(1) By June 1, 2024, the authority shall submit to the legislature recommendations on ways to increase access to diagnoses, treatment, services, and supports for children who were exposed to alcohol or other substances during pregnancy and their families and caregivers. In creating the recommendations, the authority shall consult with service providers, medical professionals with expertise in diagnosing and treating prenatal substance exposure, families of children who were exposed to alcohol or other substances during pregnancy, communities affected by prenatal substance exposure, and advocates.
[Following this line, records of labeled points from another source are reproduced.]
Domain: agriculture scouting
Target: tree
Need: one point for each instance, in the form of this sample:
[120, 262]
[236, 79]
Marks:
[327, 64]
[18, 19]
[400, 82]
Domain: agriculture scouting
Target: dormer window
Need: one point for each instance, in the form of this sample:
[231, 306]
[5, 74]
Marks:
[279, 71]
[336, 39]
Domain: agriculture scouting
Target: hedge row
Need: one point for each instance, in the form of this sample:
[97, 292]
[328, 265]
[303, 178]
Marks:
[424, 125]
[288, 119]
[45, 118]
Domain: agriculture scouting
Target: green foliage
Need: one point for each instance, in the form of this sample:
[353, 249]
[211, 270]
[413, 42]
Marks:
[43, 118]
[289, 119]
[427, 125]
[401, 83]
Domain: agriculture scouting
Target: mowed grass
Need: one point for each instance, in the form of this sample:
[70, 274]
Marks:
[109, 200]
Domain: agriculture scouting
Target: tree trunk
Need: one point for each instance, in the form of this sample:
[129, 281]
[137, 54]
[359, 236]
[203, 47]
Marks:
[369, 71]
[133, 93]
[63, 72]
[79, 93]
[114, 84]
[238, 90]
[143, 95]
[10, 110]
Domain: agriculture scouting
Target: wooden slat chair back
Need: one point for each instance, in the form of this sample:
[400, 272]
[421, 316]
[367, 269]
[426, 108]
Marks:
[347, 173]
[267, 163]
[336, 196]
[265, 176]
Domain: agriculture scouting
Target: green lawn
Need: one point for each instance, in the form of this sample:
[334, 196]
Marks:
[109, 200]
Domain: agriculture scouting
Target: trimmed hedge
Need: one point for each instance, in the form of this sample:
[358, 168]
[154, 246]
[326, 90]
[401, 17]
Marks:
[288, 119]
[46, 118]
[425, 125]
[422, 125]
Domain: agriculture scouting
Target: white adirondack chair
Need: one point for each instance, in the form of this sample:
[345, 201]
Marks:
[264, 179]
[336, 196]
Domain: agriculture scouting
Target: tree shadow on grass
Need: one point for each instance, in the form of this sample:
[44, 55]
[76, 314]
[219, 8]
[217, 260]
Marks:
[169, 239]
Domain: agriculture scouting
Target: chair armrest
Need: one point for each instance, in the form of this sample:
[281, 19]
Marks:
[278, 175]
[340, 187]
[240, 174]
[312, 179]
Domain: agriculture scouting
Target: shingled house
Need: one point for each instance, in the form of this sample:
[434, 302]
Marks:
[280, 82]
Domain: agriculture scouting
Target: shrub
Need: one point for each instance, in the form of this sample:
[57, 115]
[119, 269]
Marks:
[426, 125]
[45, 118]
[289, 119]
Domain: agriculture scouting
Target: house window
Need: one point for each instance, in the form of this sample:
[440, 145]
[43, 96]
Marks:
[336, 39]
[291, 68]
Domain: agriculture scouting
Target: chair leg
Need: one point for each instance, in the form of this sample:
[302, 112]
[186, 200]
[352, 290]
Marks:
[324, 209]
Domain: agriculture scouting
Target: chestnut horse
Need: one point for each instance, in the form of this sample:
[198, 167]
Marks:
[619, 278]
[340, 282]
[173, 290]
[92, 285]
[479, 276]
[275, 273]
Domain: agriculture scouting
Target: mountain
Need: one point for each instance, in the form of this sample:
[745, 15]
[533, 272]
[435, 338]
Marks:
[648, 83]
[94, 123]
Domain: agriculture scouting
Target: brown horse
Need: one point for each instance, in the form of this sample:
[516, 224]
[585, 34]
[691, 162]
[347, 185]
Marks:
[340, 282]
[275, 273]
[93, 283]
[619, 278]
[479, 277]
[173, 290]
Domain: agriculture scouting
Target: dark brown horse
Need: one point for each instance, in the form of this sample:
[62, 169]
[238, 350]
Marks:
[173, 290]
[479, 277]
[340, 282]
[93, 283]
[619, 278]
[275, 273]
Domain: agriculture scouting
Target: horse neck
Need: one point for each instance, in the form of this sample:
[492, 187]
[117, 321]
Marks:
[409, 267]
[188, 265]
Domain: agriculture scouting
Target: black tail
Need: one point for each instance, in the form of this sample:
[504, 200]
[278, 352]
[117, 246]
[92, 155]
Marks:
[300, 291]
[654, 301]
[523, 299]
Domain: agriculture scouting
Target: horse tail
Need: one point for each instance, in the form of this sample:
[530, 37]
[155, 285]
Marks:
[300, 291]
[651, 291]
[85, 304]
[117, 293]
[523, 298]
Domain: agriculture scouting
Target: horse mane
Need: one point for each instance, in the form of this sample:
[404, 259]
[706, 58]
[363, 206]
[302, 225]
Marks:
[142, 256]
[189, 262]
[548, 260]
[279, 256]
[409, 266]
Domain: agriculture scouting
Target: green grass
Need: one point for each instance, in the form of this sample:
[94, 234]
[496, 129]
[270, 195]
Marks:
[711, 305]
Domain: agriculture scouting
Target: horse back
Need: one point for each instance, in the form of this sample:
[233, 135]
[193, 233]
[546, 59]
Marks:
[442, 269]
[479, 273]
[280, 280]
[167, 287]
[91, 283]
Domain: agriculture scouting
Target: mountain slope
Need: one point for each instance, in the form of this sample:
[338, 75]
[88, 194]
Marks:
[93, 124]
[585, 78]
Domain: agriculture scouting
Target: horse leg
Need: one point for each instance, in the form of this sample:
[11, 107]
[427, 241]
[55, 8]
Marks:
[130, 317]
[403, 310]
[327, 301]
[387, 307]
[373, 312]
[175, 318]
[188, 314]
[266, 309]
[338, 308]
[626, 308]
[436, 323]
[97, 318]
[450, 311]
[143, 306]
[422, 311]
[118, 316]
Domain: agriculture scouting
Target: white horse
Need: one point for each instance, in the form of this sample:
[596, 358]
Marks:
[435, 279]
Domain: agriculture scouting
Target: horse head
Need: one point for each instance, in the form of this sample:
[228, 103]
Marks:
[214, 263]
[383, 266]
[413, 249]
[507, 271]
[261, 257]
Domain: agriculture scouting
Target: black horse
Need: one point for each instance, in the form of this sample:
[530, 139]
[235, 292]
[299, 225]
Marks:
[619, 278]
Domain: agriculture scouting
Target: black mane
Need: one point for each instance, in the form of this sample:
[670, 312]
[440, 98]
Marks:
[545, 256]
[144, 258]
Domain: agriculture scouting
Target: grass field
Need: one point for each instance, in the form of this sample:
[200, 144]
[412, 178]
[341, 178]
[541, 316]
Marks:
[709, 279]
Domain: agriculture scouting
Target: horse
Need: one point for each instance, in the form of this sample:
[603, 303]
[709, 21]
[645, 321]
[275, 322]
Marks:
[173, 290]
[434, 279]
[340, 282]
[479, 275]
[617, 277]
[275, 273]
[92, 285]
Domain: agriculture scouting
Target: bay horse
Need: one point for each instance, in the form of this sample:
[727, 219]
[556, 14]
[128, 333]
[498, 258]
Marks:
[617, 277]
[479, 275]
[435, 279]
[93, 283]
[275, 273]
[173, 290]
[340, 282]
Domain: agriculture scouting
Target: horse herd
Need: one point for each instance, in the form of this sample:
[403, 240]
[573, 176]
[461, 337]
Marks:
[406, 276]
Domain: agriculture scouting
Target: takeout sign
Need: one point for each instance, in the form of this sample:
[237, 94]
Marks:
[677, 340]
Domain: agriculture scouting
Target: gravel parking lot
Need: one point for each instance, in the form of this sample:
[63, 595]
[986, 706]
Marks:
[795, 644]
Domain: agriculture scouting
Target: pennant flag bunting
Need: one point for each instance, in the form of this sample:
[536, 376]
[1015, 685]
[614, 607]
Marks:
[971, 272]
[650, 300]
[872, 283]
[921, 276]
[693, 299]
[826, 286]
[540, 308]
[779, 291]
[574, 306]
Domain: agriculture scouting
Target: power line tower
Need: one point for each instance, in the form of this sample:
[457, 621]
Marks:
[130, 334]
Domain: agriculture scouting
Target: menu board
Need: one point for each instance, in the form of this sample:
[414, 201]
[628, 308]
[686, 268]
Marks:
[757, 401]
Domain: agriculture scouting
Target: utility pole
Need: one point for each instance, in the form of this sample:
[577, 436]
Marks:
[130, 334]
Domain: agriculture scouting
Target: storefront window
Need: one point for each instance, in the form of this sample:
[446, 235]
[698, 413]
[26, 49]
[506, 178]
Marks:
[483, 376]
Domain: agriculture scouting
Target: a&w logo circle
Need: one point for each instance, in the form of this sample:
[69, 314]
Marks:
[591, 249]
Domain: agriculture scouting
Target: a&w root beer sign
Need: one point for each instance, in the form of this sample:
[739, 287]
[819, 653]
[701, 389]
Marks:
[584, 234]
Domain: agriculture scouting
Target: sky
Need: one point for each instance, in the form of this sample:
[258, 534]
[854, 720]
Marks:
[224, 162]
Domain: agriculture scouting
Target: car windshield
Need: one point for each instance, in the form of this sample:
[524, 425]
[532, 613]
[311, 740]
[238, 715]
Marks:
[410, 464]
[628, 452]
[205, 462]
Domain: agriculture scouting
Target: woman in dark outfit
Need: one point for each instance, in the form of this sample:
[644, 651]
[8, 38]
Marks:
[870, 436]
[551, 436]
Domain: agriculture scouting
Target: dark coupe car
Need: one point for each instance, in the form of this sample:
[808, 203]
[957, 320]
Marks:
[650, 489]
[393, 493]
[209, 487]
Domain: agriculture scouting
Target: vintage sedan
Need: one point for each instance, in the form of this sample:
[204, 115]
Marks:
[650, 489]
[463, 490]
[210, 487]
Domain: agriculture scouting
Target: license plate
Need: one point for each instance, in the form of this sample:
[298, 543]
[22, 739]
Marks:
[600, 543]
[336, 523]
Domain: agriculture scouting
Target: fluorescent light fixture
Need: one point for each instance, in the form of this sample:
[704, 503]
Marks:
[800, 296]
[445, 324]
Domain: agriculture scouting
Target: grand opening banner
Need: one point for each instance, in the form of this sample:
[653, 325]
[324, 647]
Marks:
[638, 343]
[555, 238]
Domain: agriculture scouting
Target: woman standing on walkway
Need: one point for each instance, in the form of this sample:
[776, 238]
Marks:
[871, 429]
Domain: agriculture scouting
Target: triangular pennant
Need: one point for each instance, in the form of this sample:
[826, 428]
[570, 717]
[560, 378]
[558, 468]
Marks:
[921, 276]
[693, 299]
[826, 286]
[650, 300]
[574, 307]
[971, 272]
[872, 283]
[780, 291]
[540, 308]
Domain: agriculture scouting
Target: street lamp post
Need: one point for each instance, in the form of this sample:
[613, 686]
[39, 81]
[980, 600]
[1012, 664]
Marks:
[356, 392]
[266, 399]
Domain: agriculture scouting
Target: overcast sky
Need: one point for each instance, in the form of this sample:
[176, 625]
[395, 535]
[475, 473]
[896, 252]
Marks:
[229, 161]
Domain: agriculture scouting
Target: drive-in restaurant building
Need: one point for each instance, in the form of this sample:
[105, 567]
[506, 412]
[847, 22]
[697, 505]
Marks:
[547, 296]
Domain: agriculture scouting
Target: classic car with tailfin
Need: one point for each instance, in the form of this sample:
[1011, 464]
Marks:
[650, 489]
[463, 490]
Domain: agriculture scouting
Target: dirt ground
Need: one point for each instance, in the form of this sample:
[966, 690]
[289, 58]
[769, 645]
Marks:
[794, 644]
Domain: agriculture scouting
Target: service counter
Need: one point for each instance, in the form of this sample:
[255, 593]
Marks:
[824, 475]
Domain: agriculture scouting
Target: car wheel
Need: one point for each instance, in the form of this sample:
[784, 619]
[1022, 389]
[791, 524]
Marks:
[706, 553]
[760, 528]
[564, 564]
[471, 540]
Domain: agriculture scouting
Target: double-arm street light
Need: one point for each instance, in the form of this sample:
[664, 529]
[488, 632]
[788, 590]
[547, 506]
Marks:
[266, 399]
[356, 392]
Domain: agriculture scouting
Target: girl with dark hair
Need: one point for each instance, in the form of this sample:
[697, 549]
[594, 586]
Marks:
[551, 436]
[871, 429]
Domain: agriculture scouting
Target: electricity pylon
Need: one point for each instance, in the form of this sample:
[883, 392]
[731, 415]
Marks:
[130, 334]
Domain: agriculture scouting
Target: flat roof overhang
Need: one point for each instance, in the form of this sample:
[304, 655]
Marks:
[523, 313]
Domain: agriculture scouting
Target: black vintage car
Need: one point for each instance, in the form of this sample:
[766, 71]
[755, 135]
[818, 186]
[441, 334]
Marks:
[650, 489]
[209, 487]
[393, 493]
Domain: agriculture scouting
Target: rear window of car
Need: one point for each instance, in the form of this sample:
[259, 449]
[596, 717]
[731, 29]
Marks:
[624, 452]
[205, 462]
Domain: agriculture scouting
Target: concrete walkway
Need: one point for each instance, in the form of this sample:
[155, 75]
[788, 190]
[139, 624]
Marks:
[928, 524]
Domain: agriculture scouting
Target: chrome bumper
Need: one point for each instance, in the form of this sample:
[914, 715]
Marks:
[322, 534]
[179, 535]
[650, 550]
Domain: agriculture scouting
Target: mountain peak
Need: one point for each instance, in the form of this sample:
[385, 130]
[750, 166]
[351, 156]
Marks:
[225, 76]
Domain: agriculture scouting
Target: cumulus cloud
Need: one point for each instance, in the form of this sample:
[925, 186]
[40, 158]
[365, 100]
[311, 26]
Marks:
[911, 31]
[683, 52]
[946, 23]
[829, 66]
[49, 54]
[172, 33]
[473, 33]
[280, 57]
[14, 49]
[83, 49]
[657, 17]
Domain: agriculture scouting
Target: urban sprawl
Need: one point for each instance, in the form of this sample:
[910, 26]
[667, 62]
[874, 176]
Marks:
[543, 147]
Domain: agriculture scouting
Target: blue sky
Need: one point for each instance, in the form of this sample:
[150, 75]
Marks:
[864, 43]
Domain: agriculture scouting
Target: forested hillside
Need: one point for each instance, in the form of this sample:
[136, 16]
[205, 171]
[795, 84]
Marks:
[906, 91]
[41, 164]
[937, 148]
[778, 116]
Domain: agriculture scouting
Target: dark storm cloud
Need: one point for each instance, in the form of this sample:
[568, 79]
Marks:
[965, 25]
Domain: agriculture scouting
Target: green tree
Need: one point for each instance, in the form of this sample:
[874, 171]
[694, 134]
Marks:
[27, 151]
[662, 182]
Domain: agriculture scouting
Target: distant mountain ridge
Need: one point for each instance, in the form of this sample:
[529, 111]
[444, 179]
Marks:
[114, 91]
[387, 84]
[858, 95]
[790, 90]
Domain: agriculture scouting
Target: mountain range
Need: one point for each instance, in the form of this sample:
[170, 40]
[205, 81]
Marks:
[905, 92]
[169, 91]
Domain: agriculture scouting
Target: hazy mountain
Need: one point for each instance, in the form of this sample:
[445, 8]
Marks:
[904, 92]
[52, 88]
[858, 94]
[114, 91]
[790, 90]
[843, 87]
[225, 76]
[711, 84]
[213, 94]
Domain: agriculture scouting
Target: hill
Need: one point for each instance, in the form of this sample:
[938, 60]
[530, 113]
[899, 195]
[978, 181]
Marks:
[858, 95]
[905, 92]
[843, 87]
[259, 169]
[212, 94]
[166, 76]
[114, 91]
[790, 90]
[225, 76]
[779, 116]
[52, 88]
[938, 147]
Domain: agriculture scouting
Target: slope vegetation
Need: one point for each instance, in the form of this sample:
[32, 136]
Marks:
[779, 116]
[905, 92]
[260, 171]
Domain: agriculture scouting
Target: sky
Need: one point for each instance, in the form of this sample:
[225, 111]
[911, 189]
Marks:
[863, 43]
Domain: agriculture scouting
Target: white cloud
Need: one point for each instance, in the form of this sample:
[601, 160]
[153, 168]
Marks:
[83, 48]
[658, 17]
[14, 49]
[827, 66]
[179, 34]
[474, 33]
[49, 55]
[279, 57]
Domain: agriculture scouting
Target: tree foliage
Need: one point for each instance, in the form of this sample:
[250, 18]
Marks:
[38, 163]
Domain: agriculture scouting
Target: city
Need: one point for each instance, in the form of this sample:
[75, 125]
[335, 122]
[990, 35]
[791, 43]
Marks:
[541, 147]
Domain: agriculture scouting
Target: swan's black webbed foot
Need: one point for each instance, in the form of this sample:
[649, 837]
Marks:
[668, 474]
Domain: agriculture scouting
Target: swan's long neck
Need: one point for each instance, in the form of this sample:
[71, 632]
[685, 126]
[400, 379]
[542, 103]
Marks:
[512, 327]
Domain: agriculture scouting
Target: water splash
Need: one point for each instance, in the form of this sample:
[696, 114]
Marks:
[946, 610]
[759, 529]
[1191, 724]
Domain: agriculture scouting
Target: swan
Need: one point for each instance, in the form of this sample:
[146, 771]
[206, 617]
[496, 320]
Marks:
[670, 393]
(2) The recommendations adopted under subsection (1) of this section shall, at a minimum, address:
(a) Increasing the availability of evaluation and diagnosis services for children and youth for fetal alcohol spectrum disorders and other prenatal substance disorders, including assuring an adequate payment rate for the interdisciplinary team required for diagnosis and developing sufficient capacity in rural and urban areas so that every child is able to access diagnosis services; and
(b) Increasing the availability of treatment for fetal alcohol spectrum disorders and other prenatal substance disorders for all children and youth including all treatments and services recommended by the federal centers for disease control and prevention. The authority shall review all barriers to accessing treatment and make recommendations on removing those barriers, including recommendations related to the definition of medical necessity, prior authorization requirements for diagnosis and treatment services, and limitations of treatment procedure codes and insurance coverage.